A judge has issued an order temporarily blocking the publication of Mary Trump’s tell-all book about her family, including her uncle, President Trump, the Washington Post reports.

The order comes just days after another judge declined to stop the book from being published, saying his court lacked jurisdiction in a lawsuit filed by President Trump’s brother, Robert Trump, who contended that Mary Trump’s book violated a nondisclosure agreement she had signed.

Judge Hal B. Greenwald ruled that Mary Trump’s book, Too Much and Never Enough: How My Family Created the World's Most Dangerous Man, cannot be published until the two parties can present arguments in the suit.

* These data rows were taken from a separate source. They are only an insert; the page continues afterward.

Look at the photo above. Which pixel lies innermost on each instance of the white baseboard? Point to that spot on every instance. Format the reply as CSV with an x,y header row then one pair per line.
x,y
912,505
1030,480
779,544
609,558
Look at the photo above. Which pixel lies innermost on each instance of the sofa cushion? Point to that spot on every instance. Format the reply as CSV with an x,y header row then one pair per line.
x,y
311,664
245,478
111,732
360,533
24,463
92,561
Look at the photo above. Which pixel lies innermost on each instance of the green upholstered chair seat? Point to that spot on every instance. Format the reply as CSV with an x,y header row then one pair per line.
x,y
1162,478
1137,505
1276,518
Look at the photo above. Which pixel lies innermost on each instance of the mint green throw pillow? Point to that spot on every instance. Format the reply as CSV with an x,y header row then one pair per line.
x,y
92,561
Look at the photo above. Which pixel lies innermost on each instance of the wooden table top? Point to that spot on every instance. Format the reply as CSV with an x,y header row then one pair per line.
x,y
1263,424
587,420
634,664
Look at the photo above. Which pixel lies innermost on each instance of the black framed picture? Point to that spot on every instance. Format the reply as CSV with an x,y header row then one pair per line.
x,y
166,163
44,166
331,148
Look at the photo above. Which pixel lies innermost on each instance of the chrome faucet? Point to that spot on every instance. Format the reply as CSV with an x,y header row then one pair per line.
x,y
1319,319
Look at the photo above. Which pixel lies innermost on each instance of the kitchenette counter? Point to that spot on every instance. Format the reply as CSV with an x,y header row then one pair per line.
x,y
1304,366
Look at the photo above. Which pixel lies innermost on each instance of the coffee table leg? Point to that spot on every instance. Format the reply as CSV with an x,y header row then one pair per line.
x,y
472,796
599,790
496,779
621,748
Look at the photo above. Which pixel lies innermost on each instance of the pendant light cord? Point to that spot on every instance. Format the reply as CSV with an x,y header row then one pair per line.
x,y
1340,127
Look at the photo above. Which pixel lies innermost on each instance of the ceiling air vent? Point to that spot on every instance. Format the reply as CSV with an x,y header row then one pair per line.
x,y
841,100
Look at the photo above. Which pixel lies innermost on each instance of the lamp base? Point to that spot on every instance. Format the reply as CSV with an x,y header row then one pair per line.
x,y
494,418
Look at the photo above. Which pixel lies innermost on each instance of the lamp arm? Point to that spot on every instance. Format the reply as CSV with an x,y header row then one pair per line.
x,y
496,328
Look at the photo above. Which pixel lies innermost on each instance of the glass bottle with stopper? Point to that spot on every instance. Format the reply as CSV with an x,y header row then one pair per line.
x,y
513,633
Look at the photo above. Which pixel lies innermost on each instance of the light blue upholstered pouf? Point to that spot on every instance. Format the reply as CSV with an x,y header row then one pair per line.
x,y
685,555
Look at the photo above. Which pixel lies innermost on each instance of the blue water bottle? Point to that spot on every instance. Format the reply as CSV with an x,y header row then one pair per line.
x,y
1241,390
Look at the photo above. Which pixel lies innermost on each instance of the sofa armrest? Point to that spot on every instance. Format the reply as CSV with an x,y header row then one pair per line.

The book’s publisher, Simon and Schuster, said it will appeal the ruling, as did Mary Trump’s lawyer, Theodore Boutrous Jr., who called the judge’s order “a prior restraint on core political speech that flatly violates the First Amendment.”

The Daily Beast reported that Simon and Schuster said they didn’t know that Mary Trump had signed a nondisclosure agreement before publishing the book, and according to Forbes, the publisher has already shipped thousands of copies of the book, presumably to newsrooms and booksellers.

Too Much and Never Enough is currently slated for publication on July 28. As of Wednesday afternoon, it was the No. 1 bestselling book on Amazon.

Michael Schaub is a Texas-based journalist and regular contributor to NPR.